仏ロングセラー児童書の誕生秘話とは? 親友同士の原作者たちの創作に心あたたまる「プチ・ニコラ パリがくれた幸せ」予告
2023年3月25日 12:00
フランスで50年以上愛される児童書「プチ・ニコラ」の誕生秘話をアニメ映画化した「プチ・ニコラ パリがくれた幸せ」の日本版予告編がお披露目。「プチ・ニコラ」の愛らしいアニメとともに、親友同士の原作者ふたりの楽しい創作過程と、秘められた過去が暗示されている。
いたずら好きの小学生プチ・ニコラとクラスメイトたちの愉快な毎日を描いた原作は、フランスで50年以上愛され続け、世界30カ国で翻訳されているロングセラー。映画はパリを舞台に、「プチ・ニコラ」の物語と、原作者であるジャン=ジャック・サンペとルネ・ゴシニの喪失と創造の人生を交え、ノスタルジーと幸せにあふれた作品に仕上がった。第75回カンヌ国際映画祭のスペシャル部門でプレミア上映されると、「繊細で優しさにあふれた傑作」(Le Monde)、「心があたたまる喜びいっぱいの1本」(Screen Daily)など、高評価を獲得。2022年アヌシー国際アニメーション映画祭ではクリスタル賞(最高賞)を受賞し、さまざまな映画祭で好評を博した。
予告編では、1955年にパリの小さなカフェで、イラストレーターのサンペが、作家のゴシニに「君には文才がある。一緒に組まないか」と相談する場面でスタート。意気投合したふたりは、やんちゃな男の子ニコラを主人公に、物語を作り始める。小さなアトリエでの親友ふたりの共同制作は楽しさに満ちていた。しかし映像では、ふたりの辛い過去も語られる。親子関係に悩み、暗い子ども時代を過ごしていたサンペ。第二次世界大戦時、ナチスドイツのフランス侵攻で、母の兄妹が強制収容所に送られたゴシニ。“悲しみ”を知っているから、“幸せ”な物語を紡ぐことができたふたりは、ニコラを通して、楽しい子ども時代を追体験していた。色彩豊かなパリの美しい情景と、映画「アーティスト」のルドビック・ブールスが奏でる楽しい音楽とともに、名作の誕生秘話に心あたたまる仕上がりだ。

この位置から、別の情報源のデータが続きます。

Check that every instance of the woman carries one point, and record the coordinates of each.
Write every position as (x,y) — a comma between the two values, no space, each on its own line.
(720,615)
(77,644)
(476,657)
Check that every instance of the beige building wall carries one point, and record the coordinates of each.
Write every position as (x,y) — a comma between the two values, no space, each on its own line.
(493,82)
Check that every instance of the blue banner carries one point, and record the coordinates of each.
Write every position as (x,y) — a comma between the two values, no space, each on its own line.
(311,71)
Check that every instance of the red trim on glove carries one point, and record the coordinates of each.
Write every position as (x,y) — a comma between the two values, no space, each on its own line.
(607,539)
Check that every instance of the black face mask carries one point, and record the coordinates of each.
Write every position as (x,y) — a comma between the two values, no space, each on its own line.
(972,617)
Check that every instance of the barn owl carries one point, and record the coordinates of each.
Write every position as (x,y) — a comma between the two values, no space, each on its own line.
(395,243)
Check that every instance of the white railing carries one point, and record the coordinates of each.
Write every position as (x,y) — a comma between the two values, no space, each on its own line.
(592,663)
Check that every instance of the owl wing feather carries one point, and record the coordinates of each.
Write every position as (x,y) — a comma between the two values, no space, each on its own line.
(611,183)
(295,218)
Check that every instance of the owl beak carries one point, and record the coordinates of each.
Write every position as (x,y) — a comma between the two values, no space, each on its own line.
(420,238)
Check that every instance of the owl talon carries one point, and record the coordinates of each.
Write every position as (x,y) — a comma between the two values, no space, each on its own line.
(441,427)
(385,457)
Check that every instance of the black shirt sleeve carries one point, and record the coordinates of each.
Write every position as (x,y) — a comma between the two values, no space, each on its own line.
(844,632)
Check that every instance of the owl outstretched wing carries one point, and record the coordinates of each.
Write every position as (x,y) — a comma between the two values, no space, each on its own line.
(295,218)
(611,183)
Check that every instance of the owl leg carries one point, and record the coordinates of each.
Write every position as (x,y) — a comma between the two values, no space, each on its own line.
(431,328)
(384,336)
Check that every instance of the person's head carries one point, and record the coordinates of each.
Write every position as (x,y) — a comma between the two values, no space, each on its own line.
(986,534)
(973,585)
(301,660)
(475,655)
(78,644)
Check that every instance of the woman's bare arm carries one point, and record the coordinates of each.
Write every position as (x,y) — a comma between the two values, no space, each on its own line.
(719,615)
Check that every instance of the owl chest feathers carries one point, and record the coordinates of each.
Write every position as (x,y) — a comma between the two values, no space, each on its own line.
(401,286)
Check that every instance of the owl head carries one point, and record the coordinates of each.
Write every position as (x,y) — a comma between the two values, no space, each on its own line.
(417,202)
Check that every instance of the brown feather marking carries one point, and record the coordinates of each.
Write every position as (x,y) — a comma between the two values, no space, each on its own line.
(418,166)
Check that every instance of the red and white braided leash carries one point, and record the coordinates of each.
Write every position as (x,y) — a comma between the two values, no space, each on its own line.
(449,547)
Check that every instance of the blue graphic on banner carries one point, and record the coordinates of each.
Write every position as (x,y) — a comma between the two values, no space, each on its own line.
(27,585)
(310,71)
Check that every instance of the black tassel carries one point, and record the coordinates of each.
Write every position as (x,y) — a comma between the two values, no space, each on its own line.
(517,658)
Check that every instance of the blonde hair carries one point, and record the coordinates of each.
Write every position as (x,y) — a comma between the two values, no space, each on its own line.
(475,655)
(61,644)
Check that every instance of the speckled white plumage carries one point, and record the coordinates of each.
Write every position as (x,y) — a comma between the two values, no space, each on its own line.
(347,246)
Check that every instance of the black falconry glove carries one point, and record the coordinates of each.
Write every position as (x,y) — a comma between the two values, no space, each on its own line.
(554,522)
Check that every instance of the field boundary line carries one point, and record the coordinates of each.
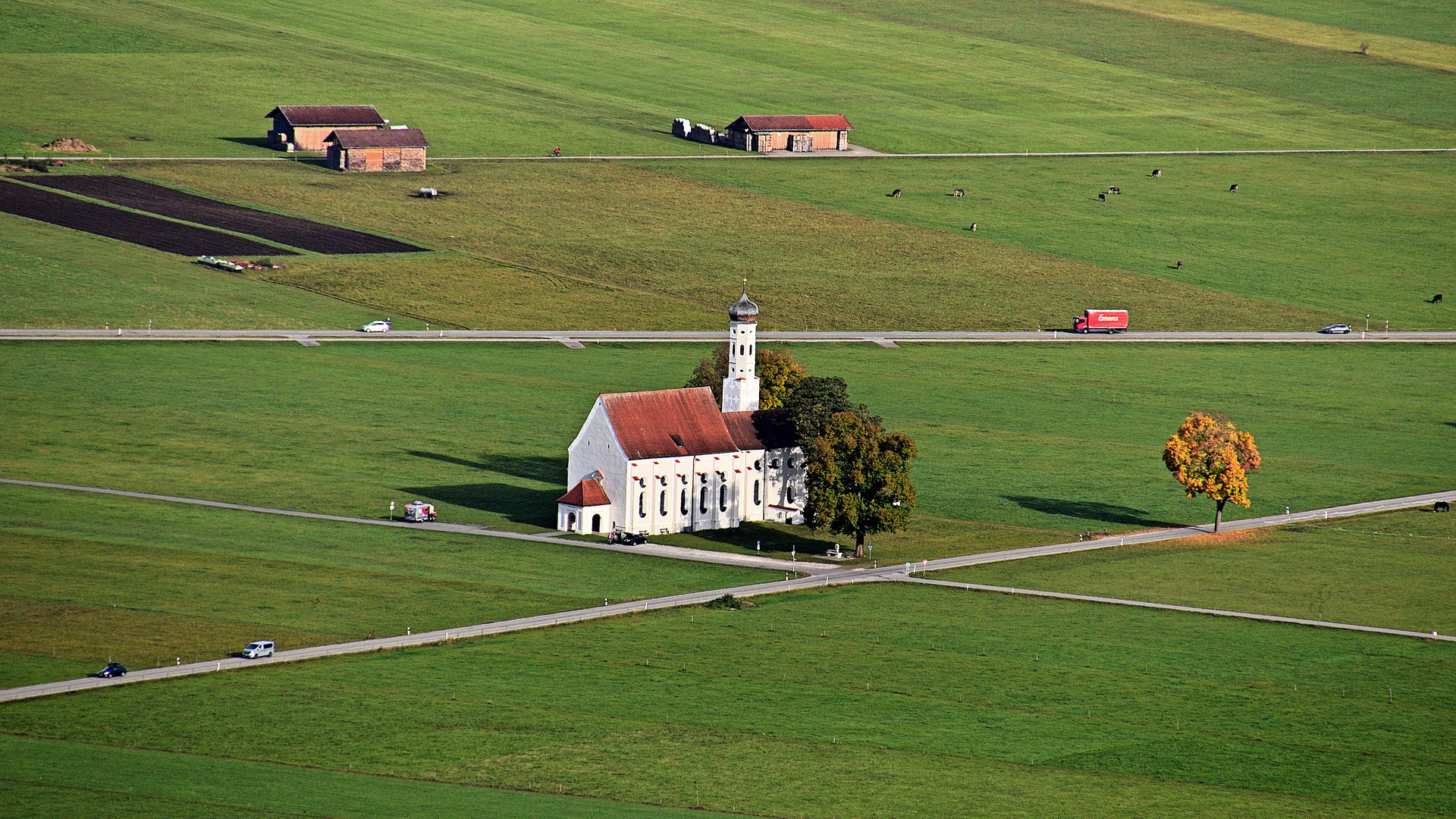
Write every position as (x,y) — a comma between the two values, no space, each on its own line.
(648,550)
(1177,608)
(778,155)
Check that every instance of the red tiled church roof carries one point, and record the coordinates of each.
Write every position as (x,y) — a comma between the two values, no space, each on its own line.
(792,123)
(667,423)
(585,493)
(328,114)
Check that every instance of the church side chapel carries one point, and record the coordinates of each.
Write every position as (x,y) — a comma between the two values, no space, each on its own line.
(674,461)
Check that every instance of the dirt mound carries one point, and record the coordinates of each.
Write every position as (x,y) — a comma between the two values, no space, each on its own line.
(69,145)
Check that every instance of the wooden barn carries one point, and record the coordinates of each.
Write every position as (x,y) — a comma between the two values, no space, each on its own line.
(308,127)
(394,149)
(794,133)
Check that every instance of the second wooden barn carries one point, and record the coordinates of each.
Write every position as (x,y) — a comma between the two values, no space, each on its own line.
(794,133)
(397,149)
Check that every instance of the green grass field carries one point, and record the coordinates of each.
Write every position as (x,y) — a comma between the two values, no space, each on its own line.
(91,579)
(859,701)
(1392,570)
(1055,439)
(509,77)
(57,780)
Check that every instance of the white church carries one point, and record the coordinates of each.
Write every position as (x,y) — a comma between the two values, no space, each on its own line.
(673,461)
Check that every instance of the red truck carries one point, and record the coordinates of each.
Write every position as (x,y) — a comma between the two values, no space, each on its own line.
(1101,321)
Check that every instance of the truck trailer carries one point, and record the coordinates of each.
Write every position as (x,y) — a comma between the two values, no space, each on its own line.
(1101,321)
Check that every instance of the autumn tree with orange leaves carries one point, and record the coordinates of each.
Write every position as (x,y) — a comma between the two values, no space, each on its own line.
(1213,458)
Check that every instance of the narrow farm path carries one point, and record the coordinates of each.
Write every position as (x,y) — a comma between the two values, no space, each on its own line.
(861,153)
(1172,608)
(576,338)
(650,550)
(837,576)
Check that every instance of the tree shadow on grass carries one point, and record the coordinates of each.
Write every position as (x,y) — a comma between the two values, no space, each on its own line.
(517,504)
(548,469)
(1090,510)
(772,541)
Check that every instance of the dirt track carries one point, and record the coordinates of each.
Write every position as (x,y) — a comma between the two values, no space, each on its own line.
(115,223)
(169,202)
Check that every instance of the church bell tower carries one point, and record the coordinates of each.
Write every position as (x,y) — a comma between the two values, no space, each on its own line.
(742,385)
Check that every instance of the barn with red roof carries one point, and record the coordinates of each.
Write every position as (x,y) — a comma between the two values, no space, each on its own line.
(788,131)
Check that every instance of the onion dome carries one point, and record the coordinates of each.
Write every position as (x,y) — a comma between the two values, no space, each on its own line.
(743,309)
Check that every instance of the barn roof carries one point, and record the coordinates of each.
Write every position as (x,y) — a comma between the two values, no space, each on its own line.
(328,114)
(792,123)
(585,493)
(761,428)
(667,423)
(372,137)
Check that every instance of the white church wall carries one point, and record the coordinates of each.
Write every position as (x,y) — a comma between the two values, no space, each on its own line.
(596,449)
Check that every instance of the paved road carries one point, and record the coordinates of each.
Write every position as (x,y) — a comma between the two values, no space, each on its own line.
(579,338)
(651,550)
(858,152)
(899,572)
(1190,610)
(403,642)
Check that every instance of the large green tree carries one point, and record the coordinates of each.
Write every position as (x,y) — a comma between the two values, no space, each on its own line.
(859,479)
(780,375)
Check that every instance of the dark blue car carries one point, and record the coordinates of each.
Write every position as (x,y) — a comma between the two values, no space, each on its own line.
(112,670)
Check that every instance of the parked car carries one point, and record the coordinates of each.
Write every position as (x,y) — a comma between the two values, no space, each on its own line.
(112,670)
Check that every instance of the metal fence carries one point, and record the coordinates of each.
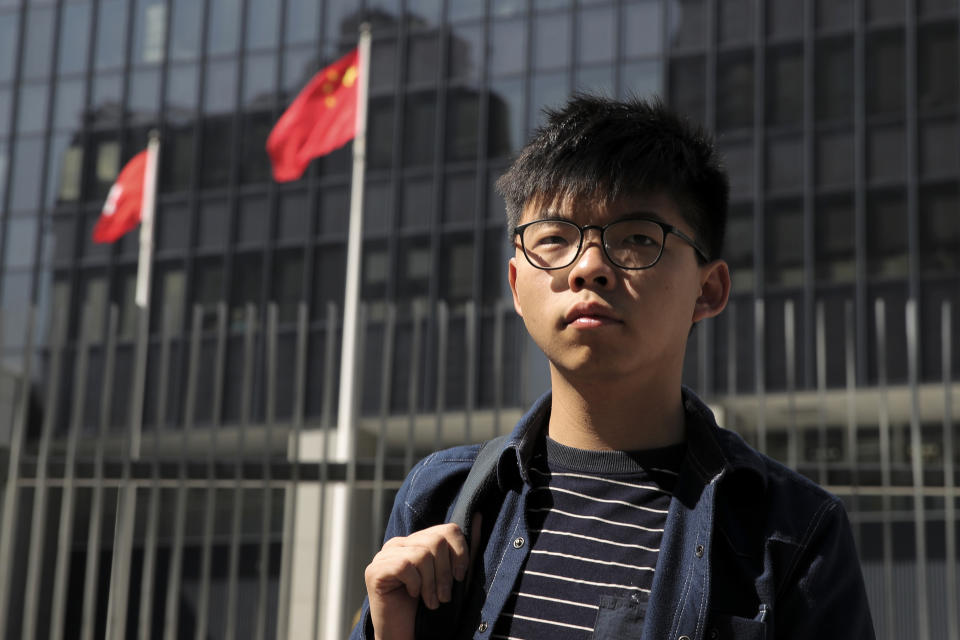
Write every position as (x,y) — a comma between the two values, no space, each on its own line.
(176,483)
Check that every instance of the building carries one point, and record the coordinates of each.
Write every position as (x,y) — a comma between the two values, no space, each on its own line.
(149,471)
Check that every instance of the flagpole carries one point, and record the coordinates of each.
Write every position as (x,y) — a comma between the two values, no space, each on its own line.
(334,593)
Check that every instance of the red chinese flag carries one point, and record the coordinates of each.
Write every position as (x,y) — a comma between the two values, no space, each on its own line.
(121,212)
(322,118)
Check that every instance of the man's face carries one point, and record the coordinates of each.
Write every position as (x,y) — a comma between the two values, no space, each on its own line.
(595,319)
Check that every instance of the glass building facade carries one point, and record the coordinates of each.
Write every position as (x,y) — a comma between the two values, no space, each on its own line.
(838,120)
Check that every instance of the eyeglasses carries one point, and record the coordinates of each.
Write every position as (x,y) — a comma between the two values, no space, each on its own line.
(633,243)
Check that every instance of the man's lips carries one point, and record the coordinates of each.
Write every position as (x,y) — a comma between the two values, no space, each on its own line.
(589,315)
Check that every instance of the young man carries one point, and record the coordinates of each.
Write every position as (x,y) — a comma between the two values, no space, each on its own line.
(620,509)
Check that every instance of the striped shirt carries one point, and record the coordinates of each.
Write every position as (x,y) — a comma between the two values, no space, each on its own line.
(595,520)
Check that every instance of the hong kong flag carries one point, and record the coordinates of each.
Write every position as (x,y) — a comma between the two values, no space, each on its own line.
(122,210)
(320,119)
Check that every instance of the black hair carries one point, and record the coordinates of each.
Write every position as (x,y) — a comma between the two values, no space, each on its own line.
(596,148)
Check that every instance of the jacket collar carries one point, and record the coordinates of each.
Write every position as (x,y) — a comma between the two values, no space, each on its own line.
(708,455)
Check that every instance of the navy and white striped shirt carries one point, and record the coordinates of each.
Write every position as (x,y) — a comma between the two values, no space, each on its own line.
(595,519)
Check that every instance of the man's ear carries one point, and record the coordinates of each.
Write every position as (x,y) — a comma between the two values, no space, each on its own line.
(714,290)
(512,277)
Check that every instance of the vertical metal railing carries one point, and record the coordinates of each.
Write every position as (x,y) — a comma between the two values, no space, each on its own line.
(200,527)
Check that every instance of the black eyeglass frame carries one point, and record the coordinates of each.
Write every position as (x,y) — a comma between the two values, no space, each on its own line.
(667,228)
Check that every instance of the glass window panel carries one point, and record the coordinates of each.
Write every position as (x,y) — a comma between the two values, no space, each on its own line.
(785,164)
(38,54)
(834,14)
(595,32)
(417,210)
(688,87)
(422,58)
(938,80)
(940,229)
(293,215)
(784,244)
(220,86)
(552,37)
(223,26)
(334,210)
(380,132)
(9,39)
(460,198)
(464,10)
(144,98)
(641,78)
(259,79)
(886,10)
(302,21)
(111,34)
(20,241)
(738,158)
(105,100)
(939,151)
(15,300)
(213,224)
(27,172)
(834,166)
(547,90)
(149,31)
(263,20)
(377,208)
(186,21)
(642,31)
(466,52)
(599,80)
(688,24)
(74,37)
(253,223)
(736,20)
(68,109)
(216,154)
(176,161)
(383,63)
(506,129)
(886,153)
(833,80)
(886,91)
(463,113)
(508,47)
(173,226)
(420,128)
(32,108)
(785,87)
(734,91)
(785,18)
(887,234)
(181,98)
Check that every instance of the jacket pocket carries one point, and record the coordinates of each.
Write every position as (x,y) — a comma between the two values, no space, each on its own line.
(619,618)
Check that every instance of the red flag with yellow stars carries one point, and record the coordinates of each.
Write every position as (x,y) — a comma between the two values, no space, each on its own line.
(320,119)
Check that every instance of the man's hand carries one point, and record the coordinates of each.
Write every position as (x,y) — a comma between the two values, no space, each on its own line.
(423,566)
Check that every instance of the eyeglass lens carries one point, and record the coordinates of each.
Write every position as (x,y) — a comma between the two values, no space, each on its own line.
(632,244)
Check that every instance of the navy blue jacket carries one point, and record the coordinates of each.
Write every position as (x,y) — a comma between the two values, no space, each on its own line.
(751,549)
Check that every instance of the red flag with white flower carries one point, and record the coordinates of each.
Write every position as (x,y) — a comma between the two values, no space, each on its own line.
(122,210)
(321,118)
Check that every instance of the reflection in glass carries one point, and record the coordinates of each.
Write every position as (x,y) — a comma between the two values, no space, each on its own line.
(74,37)
(508,48)
(37,53)
(595,30)
(552,38)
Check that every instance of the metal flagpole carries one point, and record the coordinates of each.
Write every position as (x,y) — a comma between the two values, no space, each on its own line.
(335,569)
(127,498)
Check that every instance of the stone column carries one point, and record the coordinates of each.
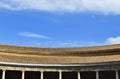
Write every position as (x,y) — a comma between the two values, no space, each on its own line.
(97,74)
(79,77)
(60,74)
(117,74)
(41,77)
(3,74)
(23,74)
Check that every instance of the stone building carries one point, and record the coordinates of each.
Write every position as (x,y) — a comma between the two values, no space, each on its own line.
(100,62)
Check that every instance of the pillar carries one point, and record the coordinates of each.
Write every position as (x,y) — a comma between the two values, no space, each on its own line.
(117,74)
(97,74)
(60,74)
(41,76)
(23,74)
(3,74)
(79,77)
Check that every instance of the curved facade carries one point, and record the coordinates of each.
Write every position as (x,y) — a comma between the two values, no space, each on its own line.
(100,62)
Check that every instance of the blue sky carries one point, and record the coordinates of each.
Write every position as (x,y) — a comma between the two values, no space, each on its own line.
(59,23)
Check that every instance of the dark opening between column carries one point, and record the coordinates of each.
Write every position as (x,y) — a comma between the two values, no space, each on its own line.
(51,75)
(119,74)
(32,75)
(69,75)
(88,75)
(107,75)
(0,74)
(13,74)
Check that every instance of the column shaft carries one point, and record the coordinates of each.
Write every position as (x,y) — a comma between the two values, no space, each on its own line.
(117,74)
(3,74)
(79,77)
(97,75)
(41,77)
(23,74)
(60,74)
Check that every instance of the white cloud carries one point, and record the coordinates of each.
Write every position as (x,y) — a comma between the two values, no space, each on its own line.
(102,6)
(113,40)
(33,35)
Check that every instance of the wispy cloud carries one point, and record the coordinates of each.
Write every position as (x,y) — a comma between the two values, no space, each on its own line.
(33,35)
(94,6)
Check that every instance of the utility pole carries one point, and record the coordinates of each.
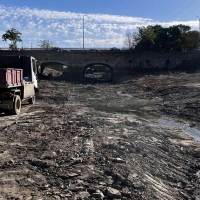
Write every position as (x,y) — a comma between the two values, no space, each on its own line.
(199,33)
(83,32)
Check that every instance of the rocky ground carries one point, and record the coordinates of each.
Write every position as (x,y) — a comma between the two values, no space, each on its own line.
(127,140)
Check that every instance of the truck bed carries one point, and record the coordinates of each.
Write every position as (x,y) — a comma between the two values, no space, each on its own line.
(10,77)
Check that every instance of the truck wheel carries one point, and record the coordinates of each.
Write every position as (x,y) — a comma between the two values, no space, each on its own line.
(16,105)
(32,100)
(7,112)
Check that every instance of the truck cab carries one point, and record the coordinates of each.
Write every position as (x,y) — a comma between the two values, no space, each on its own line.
(18,82)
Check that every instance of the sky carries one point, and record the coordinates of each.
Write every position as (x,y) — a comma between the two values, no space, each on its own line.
(90,23)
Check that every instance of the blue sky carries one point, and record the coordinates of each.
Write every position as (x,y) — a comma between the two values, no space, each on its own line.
(106,22)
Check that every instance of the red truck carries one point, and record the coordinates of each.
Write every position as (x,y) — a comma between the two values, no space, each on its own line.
(18,82)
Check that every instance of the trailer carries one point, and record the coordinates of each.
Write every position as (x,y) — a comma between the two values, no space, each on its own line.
(18,82)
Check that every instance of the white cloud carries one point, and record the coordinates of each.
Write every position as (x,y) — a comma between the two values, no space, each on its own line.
(65,29)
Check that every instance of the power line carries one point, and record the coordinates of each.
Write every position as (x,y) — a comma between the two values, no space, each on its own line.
(191,11)
(182,9)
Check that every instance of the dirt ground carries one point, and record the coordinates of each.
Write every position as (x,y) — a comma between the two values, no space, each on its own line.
(136,138)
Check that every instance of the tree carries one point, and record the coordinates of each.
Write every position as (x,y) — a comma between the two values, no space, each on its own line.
(128,42)
(159,39)
(45,44)
(14,36)
(144,39)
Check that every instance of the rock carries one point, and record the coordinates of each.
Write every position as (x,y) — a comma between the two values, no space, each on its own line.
(118,160)
(39,163)
(113,193)
(98,194)
(138,185)
(83,195)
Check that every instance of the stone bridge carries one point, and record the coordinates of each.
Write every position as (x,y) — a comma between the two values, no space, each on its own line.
(120,62)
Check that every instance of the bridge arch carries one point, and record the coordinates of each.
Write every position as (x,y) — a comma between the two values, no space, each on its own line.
(45,63)
(103,72)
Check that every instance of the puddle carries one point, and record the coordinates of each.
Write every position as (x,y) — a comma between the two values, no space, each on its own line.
(195,133)
(142,107)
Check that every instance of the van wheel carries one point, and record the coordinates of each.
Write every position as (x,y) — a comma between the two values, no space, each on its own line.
(32,100)
(7,112)
(16,105)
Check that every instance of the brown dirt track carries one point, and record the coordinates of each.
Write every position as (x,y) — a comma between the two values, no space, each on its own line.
(124,140)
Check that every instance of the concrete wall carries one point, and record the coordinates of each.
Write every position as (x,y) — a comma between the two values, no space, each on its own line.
(122,62)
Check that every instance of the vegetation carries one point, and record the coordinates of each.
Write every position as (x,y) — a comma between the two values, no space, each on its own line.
(14,36)
(159,39)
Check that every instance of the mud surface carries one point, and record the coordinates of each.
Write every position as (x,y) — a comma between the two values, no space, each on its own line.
(126,140)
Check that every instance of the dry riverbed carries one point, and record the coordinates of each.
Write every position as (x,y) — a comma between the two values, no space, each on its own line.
(137,138)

「プチ・ニコラ」を初めてアニメ映画化するにあたり、サンペがグラフィッククリエーターとして参加。ドローイングを確認するなど制作過程を見守り、カンヌでのワールドプレミア上映やアヌシーでの最高賞受賞を見届け、22年8月に89歳で死去した。監督は、テレビアニメシリーズのディレクターとして活躍してきたアマンディーヌ・フルドンと、第92回アカデミー賞長編アニメーション賞のノミネート作「失くした体」などに編集として携わったバンジャマン・マスブル。アラン・シャバ(「ナイト ミュージアム2」)がゴシニ、ローラン・ラフィット(「ミモザの島に消えた母」)がサンペの声を担当した。
本作は、3月17日~22日に開催された第1回新潟国際アニメーション映画祭のコンペティション部門に出品され、日本でのプレミア上映を実施。来日したフルドン監督とマスブル監督は、舞台挨拶に登壇し、「映画を通して『人生を楽しもう!』と感じてほしい」と笑顔で挨拶した。
「プチ・ニコラ パリがくれた幸せ」は6月9日から、東京の新宿武蔵野館、ユーロスペースほか全国で順次公開される。なお特典付き前売券(税込1500円)が、劇場窓口で発売中。特典はスペシャルクリアファイル(A5サイズ、数量限定・先着順)で、表面はニコラの学校風景、裏面はパリのエッフェル塔と上空を飛ぶ赤い飛行機のイラストとなっている。